LGiU’s chief operating officer Andy Johnston shares key points from his presentation on the investment of local government pension funds at a Smith Institute fringe event at the SNP’s 2016 conference.
Following on from Janet Sillett’s blog on the SNP conference I’d like to report back on a fringe at the SNP conference. The Smith Institute fringe looked at a way of releasing resources for councils to use on infrastructure projects.
The fringe looked at the use of local authority pension funds and I was speaking about how the 30 billion pounds sitting in the 11 Scottish schemes could be used to make devolution a reality in Scotland.
For those unaware there has been a lot of interest in these funds recently but not that many successful projects. It feels as though that is going to change because the shackles are off and the funds are now able to pool their investments and their governance. These freedoms have been available to public sector pension funds in Canada and Australia for many years. The Ontario Teachers Pension is one of the largest institutional investors in the world and owns for example, Brussels Airport and High Speed 1.
Now we are seeing pension funds down south beginning to pool and forge links in Scotland. In the jargon this pooling is referred to as a Collective Investment Vehicle or CIV. The London CIV is worth £2.4bn and the Manchester scheme is in talks with the Strathclyde Fund to form a very big CIV.

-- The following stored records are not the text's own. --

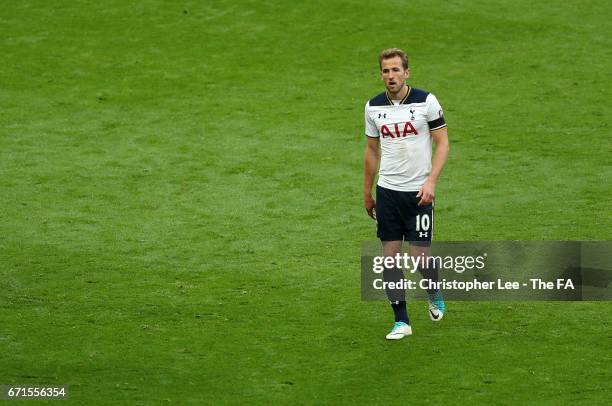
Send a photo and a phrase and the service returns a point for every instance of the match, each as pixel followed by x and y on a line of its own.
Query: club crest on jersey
pixel 398 130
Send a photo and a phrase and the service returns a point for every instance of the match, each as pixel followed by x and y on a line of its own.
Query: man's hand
pixel 427 193
pixel 370 205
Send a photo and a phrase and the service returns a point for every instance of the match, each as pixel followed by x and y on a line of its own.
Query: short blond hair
pixel 392 53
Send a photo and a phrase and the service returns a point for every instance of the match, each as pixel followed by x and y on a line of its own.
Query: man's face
pixel 394 75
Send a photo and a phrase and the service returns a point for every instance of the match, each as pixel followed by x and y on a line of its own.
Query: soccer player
pixel 400 125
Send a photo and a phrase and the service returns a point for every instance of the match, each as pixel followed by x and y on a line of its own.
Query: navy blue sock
pixel 397 297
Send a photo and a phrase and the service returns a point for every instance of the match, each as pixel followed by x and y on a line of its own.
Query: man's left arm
pixel 428 191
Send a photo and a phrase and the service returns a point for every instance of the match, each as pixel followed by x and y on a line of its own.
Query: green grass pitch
pixel 181 212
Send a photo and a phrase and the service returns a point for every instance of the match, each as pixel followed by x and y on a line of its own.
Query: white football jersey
pixel 405 139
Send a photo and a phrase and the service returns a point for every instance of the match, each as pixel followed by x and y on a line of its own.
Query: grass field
pixel 180 198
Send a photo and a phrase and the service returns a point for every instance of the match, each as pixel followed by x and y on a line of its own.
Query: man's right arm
pixel 372 156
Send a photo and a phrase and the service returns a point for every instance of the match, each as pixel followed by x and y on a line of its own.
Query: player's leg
pixel 396 295
pixel 429 272
pixel 389 230
pixel 420 229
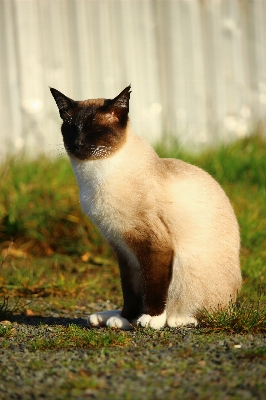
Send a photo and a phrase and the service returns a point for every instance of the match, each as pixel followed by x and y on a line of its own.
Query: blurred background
pixel 197 68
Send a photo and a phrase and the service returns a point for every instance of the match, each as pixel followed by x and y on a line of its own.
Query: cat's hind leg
pixel 111 318
pixel 99 319
pixel 181 320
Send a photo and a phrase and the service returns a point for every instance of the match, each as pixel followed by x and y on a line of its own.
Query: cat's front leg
pixel 156 269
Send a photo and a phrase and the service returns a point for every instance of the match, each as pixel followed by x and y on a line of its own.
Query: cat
pixel 170 223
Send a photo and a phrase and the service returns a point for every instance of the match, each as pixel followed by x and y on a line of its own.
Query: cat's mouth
pixel 91 152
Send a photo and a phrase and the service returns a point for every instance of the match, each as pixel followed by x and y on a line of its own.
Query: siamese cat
pixel 170 223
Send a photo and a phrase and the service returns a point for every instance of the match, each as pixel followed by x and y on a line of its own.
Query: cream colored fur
pixel 115 190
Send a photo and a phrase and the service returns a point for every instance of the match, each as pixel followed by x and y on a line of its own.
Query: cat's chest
pixel 98 184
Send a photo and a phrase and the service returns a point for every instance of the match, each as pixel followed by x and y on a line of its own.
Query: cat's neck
pixel 128 157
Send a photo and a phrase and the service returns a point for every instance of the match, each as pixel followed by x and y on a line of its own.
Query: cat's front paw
pixel 156 322
pixel 100 319
pixel 181 320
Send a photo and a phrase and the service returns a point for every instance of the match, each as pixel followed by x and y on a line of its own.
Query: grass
pixel 49 248
pixel 74 336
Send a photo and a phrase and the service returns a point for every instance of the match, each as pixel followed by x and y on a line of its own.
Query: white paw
pixel 119 322
pixel 182 320
pixel 99 319
pixel 156 322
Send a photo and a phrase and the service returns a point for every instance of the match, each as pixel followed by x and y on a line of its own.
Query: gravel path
pixel 168 364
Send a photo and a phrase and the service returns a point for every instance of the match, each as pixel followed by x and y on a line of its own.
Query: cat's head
pixel 93 129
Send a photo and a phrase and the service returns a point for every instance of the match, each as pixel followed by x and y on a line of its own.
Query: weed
pixel 242 317
pixel 74 336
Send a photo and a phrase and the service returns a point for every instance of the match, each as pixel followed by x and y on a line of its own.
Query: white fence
pixel 197 68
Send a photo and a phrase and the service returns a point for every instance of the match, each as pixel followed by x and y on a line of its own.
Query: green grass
pixel 49 248
pixel 74 336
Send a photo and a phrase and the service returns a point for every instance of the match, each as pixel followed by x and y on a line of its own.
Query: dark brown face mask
pixel 93 129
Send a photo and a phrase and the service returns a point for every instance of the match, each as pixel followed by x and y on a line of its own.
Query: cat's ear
pixel 65 104
pixel 119 106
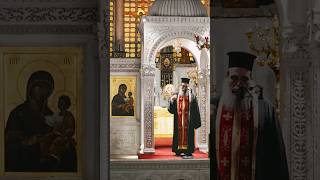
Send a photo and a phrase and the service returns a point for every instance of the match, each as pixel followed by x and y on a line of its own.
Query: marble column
pixel 204 106
pixel 119 28
pixel 314 38
pixel 296 102
pixel 147 109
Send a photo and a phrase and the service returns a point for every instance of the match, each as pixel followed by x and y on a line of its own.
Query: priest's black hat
pixel 241 59
pixel 185 80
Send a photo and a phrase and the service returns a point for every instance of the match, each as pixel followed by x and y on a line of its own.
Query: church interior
pixel 90 51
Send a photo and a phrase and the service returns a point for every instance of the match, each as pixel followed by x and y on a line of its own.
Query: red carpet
pixel 166 153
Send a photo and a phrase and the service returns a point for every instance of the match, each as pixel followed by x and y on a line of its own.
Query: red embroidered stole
pixel 235 148
pixel 183 120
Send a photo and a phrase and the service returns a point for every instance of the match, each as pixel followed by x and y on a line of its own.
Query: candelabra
pixel 202 43
pixel 265 42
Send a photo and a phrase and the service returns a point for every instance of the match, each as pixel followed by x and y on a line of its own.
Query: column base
pixel 119 54
pixel 149 150
pixel 203 148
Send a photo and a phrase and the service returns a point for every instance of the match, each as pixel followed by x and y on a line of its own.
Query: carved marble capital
pixel 148 70
pixel 314 26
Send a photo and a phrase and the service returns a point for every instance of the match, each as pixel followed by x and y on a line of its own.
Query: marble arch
pixel 157 32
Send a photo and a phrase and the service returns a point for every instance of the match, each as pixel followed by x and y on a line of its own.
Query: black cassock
pixel 194 123
pixel 271 161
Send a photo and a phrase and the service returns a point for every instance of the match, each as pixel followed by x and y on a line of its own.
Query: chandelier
pixel 202 42
pixel 265 43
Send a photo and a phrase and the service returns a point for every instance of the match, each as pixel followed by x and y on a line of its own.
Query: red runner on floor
pixel 166 153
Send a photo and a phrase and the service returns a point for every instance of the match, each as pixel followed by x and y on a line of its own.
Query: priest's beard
pixel 239 100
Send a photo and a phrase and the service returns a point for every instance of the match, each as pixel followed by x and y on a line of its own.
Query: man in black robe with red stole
pixel 246 139
pixel 184 106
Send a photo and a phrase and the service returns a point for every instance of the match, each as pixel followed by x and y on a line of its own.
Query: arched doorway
pixel 157 35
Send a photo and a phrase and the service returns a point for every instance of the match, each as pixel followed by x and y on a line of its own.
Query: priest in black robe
pixel 245 140
pixel 184 106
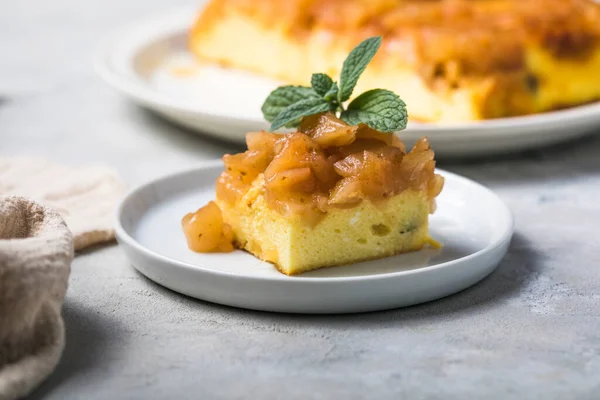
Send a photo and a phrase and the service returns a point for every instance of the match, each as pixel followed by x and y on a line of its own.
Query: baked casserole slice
pixel 451 60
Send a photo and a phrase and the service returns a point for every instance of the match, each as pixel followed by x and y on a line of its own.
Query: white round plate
pixel 142 61
pixel 471 221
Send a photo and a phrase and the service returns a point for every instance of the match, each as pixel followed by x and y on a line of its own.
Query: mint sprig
pixel 378 108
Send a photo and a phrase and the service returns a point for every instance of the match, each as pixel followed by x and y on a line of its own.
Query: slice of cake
pixel 451 60
pixel 329 194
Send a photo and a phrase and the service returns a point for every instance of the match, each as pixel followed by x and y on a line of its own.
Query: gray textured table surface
pixel 530 330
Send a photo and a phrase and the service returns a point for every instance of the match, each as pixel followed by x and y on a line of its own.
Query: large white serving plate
pixel 141 61
pixel 472 222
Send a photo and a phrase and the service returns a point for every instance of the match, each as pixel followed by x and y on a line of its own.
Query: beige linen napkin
pixel 85 196
pixel 36 249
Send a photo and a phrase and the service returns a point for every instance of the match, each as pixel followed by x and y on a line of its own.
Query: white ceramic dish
pixel 472 222
pixel 140 63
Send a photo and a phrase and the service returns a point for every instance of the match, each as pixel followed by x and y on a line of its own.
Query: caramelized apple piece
pixel 246 166
pixel 205 230
pixel 327 164
pixel 294 153
pixel 366 132
pixel 418 165
pixel 230 189
pixel 327 130
pixel 347 192
pixel 374 172
pixel 293 180
pixel 262 141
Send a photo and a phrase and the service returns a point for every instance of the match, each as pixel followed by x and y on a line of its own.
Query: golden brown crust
pixel 451 60
pixel 467 37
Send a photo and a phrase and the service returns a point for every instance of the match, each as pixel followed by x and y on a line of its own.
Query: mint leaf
pixel 355 64
pixel 291 115
pixel 283 97
pixel 321 83
pixel 379 108
pixel 332 92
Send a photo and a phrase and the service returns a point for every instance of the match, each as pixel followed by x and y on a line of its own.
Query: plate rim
pixel 124 237
pixel 178 19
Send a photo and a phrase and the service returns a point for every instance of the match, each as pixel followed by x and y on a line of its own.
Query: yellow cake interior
pixel 343 236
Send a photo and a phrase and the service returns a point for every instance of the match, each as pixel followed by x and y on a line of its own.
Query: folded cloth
pixel 84 196
pixel 36 250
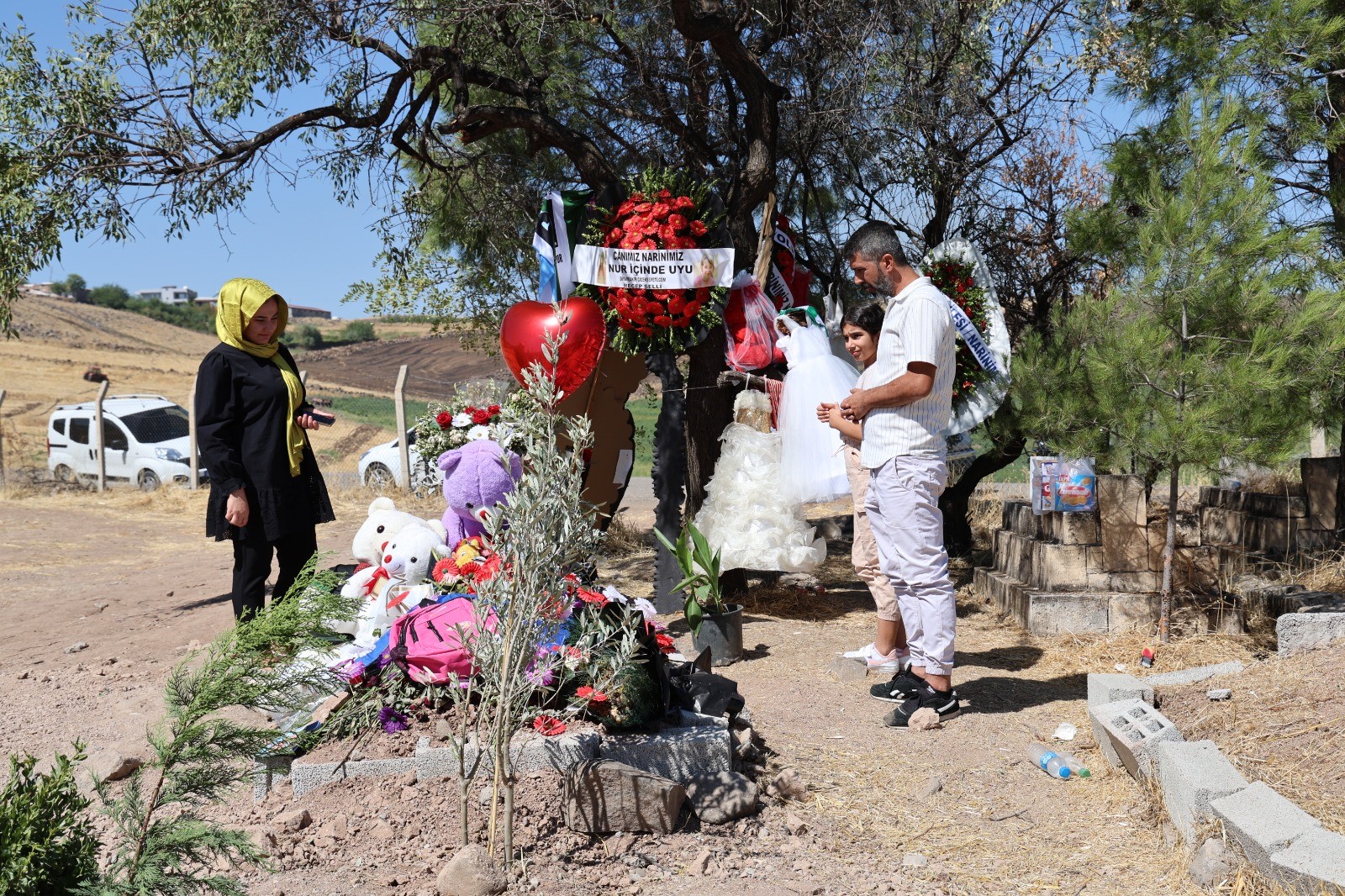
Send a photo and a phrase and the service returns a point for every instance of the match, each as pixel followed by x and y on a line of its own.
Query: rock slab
pixel 603 797
pixel 723 797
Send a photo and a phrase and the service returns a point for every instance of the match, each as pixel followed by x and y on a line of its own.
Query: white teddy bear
pixel 408 560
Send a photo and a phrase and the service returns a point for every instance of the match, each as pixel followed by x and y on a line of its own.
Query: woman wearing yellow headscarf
pixel 266 494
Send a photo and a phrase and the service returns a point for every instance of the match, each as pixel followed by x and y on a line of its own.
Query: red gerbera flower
pixel 548 725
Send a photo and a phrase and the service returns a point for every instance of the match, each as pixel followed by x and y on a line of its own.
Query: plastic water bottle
pixel 1048 761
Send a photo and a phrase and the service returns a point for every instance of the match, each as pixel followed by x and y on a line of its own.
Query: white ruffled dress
pixel 811 463
pixel 746 517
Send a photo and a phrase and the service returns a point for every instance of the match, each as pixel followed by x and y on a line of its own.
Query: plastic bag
pixel 1076 486
pixel 750 323
pixel 1042 483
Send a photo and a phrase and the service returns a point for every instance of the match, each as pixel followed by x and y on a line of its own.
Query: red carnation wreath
pixel 665 210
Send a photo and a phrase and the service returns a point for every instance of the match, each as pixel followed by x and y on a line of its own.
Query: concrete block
pixel 1262 821
pixel 1079 529
pixel 1221 526
pixel 1320 477
pixel 1059 567
pixel 1109 688
pixel 306 777
pixel 677 754
pixel 528 752
pixel 268 772
pixel 1301 631
pixel 1195 674
pixel 1313 862
pixel 1190 775
pixel 1131 611
pixel 1066 613
pixel 1122 512
pixel 1127 730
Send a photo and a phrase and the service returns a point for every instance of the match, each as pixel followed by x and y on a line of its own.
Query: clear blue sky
pixel 299 240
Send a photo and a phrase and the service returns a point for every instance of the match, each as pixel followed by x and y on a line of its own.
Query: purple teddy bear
pixel 477 477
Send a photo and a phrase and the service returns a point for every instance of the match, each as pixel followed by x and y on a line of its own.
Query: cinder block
pixel 1109 688
pixel 1262 821
pixel 306 777
pixel 1195 674
pixel 1301 631
pixel 1127 730
pixel 1313 862
pixel 1059 567
pixel 1320 478
pixel 1190 775
pixel 268 772
pixel 1066 613
pixel 528 752
pixel 1131 611
pixel 1122 512
pixel 677 754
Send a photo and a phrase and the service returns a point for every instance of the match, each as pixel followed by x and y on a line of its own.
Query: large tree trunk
pixel 957 499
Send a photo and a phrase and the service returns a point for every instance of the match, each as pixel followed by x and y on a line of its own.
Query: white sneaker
pixel 878 662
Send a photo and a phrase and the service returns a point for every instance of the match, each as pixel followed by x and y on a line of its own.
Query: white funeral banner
pixel 652 268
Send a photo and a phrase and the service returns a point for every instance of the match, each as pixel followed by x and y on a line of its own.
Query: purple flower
pixel 392 720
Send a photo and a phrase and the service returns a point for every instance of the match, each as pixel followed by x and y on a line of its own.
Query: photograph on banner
pixel 652 268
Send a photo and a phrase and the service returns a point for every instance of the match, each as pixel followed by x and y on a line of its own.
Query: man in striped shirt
pixel 905 448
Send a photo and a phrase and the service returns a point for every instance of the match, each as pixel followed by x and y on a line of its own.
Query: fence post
pixel 98 427
pixel 403 448
pixel 194 470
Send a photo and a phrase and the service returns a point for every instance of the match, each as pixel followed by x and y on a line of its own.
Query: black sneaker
pixel 903 687
pixel 943 703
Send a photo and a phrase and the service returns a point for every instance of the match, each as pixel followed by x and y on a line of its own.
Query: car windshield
pixel 156 424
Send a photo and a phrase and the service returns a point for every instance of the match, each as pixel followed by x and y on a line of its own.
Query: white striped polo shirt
pixel 916 329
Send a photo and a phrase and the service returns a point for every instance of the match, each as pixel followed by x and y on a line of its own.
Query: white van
pixel 145 437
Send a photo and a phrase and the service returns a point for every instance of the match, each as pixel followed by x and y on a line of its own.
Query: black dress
pixel 242 414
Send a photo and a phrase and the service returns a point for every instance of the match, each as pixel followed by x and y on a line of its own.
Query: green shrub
pixel 304 336
pixel 356 331
pixel 47 845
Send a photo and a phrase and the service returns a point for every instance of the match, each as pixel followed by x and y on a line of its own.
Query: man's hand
pixel 237 510
pixel 857 407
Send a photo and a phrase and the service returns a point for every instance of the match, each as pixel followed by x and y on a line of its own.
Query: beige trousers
pixel 864 555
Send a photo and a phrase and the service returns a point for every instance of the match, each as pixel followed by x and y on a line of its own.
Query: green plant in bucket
pixel 699 573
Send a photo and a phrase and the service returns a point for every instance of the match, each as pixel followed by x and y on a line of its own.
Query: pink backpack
pixel 428 642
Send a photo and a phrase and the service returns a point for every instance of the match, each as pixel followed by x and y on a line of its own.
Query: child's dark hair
pixel 867 316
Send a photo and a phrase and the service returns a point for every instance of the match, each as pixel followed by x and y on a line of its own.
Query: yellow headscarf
pixel 240 299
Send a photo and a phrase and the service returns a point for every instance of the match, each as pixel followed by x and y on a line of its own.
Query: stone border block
pixel 1192 775
pixel 1107 688
pixel 1127 730
pixel 306 777
pixel 1298 633
pixel 677 754
pixel 1196 674
pixel 1262 821
pixel 268 772
pixel 529 752
pixel 1315 862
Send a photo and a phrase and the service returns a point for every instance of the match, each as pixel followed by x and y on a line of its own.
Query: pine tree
pixel 1210 319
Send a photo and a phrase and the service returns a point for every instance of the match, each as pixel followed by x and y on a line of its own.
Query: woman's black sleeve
pixel 219 434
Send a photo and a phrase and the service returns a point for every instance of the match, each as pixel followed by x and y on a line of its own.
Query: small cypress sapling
pixel 266 663
pixel 47 845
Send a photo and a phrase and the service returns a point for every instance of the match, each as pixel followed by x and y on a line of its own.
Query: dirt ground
pixel 134 577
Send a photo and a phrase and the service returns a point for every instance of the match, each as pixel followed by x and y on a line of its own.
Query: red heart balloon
pixel 528 324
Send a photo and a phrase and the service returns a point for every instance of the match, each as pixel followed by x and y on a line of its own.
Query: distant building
pixel 168 295
pixel 295 311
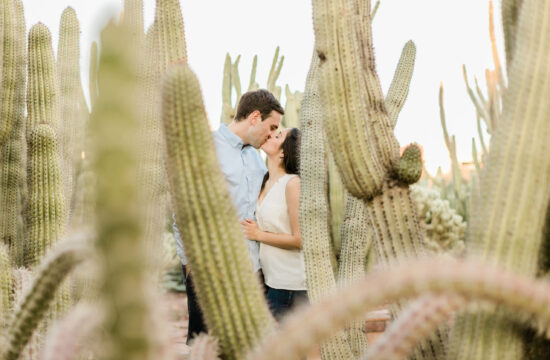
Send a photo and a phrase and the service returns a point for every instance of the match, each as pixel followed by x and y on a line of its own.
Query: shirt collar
pixel 231 137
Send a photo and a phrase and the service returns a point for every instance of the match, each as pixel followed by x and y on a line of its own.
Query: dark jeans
pixel 196 321
pixel 282 301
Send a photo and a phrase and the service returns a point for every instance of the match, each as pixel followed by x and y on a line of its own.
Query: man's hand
pixel 251 230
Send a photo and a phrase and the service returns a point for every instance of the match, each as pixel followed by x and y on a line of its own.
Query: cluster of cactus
pixel 344 115
pixel 445 229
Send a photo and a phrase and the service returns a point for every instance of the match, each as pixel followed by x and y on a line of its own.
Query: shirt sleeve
pixel 177 236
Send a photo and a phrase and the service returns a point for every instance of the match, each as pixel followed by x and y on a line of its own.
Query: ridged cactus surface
pixel 210 229
pixel 46 213
pixel 114 128
pixel 506 226
pixel 73 109
pixel 12 29
pixel 12 151
pixel 42 89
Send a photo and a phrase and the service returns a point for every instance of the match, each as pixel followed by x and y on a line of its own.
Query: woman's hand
pixel 251 230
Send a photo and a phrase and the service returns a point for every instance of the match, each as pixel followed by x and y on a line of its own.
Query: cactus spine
pixel 42 90
pixel 212 235
pixel 12 156
pixel 47 214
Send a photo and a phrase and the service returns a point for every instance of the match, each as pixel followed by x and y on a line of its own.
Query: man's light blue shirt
pixel 244 170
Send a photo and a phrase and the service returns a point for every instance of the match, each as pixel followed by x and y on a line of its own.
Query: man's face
pixel 260 130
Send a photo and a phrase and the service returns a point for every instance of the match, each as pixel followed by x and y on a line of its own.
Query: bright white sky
pixel 447 33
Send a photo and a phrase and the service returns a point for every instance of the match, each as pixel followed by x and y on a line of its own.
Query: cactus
pixel 6 286
pixel 120 243
pixel 415 323
pixel 502 229
pixel 46 215
pixel 438 276
pixel 37 300
pixel 12 27
pixel 42 90
pixel 73 108
pixel 241 317
pixel 12 155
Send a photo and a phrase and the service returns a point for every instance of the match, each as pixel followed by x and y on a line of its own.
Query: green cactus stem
pixel 73 109
pixel 93 75
pixel 211 232
pixel 11 25
pixel 37 300
pixel 42 89
pixel 314 215
pixel 120 228
pixel 12 152
pixel 437 276
pixel 399 88
pixel 46 213
pixel 415 323
pixel 506 226
pixel 410 166
pixel 6 287
pixel 357 239
pixel 204 347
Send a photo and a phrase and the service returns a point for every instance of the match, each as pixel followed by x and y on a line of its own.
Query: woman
pixel 278 230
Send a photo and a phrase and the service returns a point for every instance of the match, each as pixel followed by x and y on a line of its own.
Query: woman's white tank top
pixel 282 268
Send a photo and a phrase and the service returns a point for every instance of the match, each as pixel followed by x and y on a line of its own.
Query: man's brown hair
pixel 261 100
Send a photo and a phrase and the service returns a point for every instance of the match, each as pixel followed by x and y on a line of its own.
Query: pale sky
pixel 447 34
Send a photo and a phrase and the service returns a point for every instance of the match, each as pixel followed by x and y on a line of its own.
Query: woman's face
pixel 273 145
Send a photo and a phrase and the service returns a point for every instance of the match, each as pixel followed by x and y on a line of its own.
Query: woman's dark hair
pixel 291 154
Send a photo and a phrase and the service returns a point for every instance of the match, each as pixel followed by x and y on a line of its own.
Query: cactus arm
pixel 72 116
pixel 494 50
pixel 508 218
pixel 314 216
pixel 93 74
pixel 475 157
pixel 212 236
pixel 399 88
pixel 437 276
pixel 480 133
pixel 415 323
pixel 170 33
pixel 12 152
pixel 37 300
pixel 253 85
pixel 353 98
pixel 510 10
pixel 6 286
pixel 235 78
pixel 204 347
pixel 46 214
pixel 357 239
pixel 227 108
pixel 42 89
pixel 10 31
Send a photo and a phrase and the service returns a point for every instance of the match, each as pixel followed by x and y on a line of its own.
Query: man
pixel 258 117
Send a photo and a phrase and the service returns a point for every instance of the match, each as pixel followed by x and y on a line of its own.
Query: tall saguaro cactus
pixel 42 89
pixel 46 213
pixel 12 155
pixel 73 108
pixel 119 227
pixel 506 226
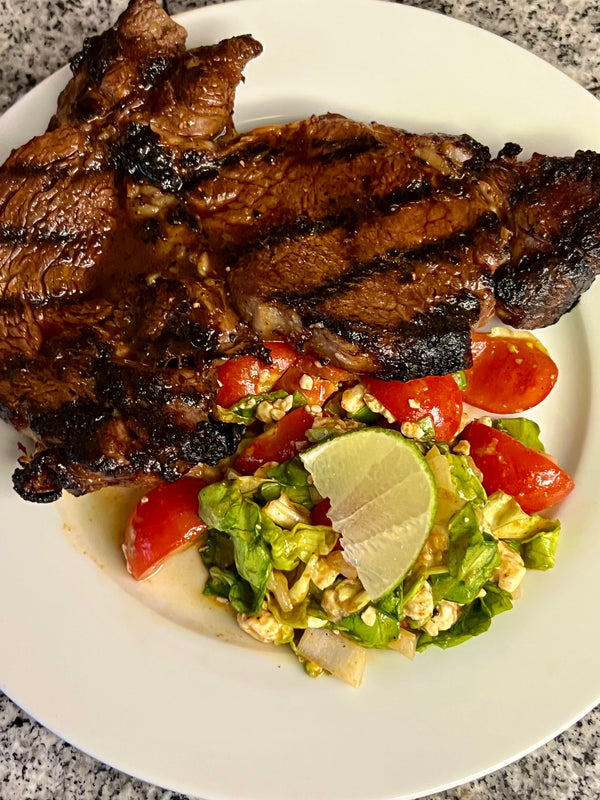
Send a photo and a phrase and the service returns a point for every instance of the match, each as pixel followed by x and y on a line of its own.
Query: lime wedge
pixel 383 501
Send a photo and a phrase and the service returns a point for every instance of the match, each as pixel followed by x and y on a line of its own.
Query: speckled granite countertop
pixel 38 36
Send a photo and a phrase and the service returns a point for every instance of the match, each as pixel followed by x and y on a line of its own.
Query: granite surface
pixel 38 36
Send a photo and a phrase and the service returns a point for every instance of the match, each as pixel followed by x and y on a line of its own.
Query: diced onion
pixel 334 653
pixel 406 644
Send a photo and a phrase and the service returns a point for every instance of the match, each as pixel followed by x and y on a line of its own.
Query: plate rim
pixel 141 616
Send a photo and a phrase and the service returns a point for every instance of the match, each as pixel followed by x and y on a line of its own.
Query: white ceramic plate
pixel 161 691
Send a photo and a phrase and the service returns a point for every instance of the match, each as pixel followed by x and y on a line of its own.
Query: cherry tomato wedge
pixel 165 520
pixel 509 374
pixel 436 396
pixel 531 477
pixel 314 380
pixel 279 443
pixel 247 375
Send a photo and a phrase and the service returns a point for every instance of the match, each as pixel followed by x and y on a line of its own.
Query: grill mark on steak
pixel 347 217
pixel 401 262
pixel 10 234
pixel 141 238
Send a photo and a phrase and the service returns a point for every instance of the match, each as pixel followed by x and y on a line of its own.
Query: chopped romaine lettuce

This sort of money can make a difference but it’s surprisingly difficult to spend. It must always be remembered that the investments come from money contributed by local government employees and they need the returns to pay for their pension. So, investors must be careful and this is where the problems surface. Pension fund managers don’t understand infrastructure projects and infrastructure projects don’t put their finance together in a way that makes it easy for pension funds to invest. Then there’s the human level, it’s no accident that financial centres form close aggregations, people need to meet and build trusting relationships, this takes time.
The City Deal and Growth Deal process is also relatively new but nearly all of the deals include big infrastructure projects such as Aberdeen Harbour. Infrastructure is intertwined with devolution because it’s about local priorities and satisfying local needs. Councils need the infrastructure as a base to build local economic development and tackle inequality.
It seems a small step to argue that local pension funds should be used. For example; it would be a source of pride for local authority workers to know that their pension savings paid for the roll out of Broadband where they live. As Paul Hackett, Director at the Smith Institute says “Scottish local authority pension funds are leading the way in redirecting more of their investments into local housing and infrastructure. Capturing local investment for local growth is key to Scotland’s future prosperity”
The direction of travel does seem clear. Falkirk Council have been a trailblazer using their pension fund to support a housing scheme. There will be more and bigger.